"Then I shall be very happy to get it for you," I said.
"But I could not think," he continued, "of allowing you to pursue your way through this utter darkness to the extreme rear of the Ark alone. I beg you to show me the way."
I was not disposed to commit so gross an impropriety as to linger with Mr. Rollin in "Grandma's kitchen," which we had reached, and through whose broad, uncurtained windows the moonlight was pouring in with a clear, fantastic radiance.
"Isn't this glorious!" exclaimed the fisherman, in a tone nearly as rapturous as Mrs. Barlow's own. "Oh, you don't think of going back now, Miss Hungerford! After I've mopped the kitchen floor, and braved all Wallencamp in its lair, and groped my way out through those infernally black rooms, for the chance of having a few quiet words with you."
Mr. Rollin's eyes were not snaky, nor his manner suggestive of dark duplicity; yet I always felt a certain unaccountable discomfort while in his presence, as though there was need of keeping my own conscience particularly on the alert.
I knew that the group in the parlor would be counting the moments of our absence.
"How can you ask me—" I began, in a tone of cheerful remonstrance, at the same time readjusting my glasses to glance about for the little "no-back" chair—"How can you ask me to stay out here talking with you, when you know——"
"Oh, I know." Mr. Rollin interrupted quickly. "I know how very thoughtful and considerate you are for those people, Miss Hungerford.

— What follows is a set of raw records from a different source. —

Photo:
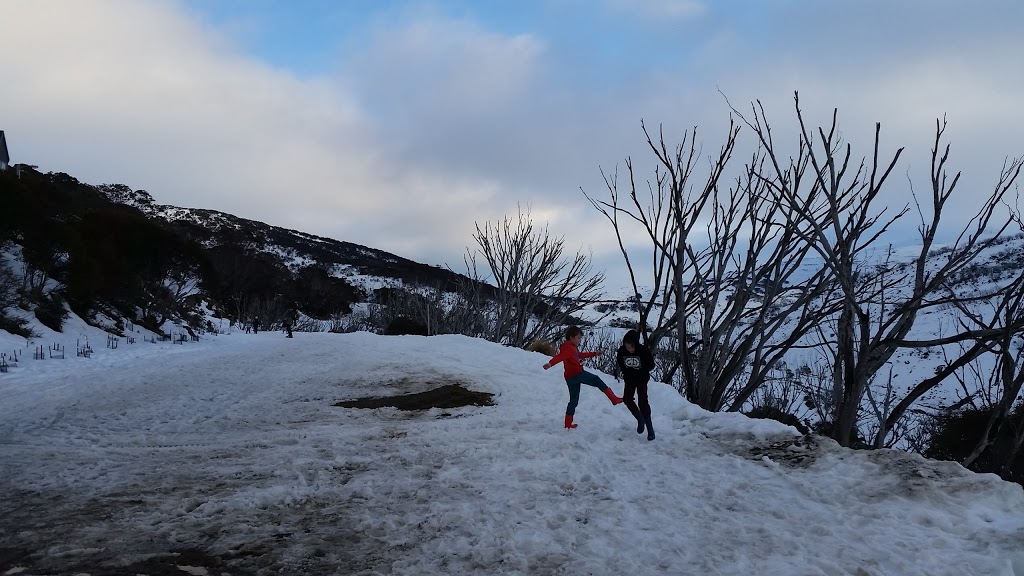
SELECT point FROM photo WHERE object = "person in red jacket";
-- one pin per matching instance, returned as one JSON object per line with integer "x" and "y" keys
{"x": 571, "y": 358}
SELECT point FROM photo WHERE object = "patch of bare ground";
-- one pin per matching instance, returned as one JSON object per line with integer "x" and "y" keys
{"x": 449, "y": 396}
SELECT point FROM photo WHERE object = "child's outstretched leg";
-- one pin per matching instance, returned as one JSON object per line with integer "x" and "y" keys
{"x": 573, "y": 401}
{"x": 611, "y": 396}
{"x": 628, "y": 401}
{"x": 594, "y": 380}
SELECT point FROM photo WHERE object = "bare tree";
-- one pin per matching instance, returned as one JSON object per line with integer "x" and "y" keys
{"x": 538, "y": 288}
{"x": 723, "y": 259}
{"x": 876, "y": 318}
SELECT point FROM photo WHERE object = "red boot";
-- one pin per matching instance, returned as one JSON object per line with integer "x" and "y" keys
{"x": 611, "y": 396}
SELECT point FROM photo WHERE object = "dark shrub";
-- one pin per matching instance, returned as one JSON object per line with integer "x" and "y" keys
{"x": 51, "y": 313}
{"x": 404, "y": 325}
{"x": 16, "y": 326}
{"x": 546, "y": 347}
{"x": 955, "y": 436}
{"x": 771, "y": 413}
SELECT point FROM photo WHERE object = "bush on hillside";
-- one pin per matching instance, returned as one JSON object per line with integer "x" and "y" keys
{"x": 772, "y": 413}
{"x": 404, "y": 325}
{"x": 50, "y": 312}
{"x": 953, "y": 437}
{"x": 546, "y": 347}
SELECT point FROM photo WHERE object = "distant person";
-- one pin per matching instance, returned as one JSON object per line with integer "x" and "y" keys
{"x": 635, "y": 362}
{"x": 291, "y": 318}
{"x": 571, "y": 358}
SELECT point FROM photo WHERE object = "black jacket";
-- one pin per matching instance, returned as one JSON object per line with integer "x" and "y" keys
{"x": 635, "y": 367}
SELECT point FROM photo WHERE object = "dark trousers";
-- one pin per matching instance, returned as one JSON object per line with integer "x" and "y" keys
{"x": 643, "y": 411}
{"x": 583, "y": 378}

I know what lofty ideas you have just now of consecrating yourself to the work of refining and elevating the Wallencampers. I know how coolly you can fix your eyes on a certain goal, and stumble indiscriminately over everything that comes in your way. I know what a deucedly superior state of mind you've gotten into. I know too about Miss B's school, and Miss L's school, and the Seminary at Mount Blank, and the winters in New York."
There was triumph at last, in Mr. Rollin's tone.
"You have taken pains to collect a great deal of information about me;" I replied, virtuously concluding that I should disappoint the fisherman more by not appearing vexed.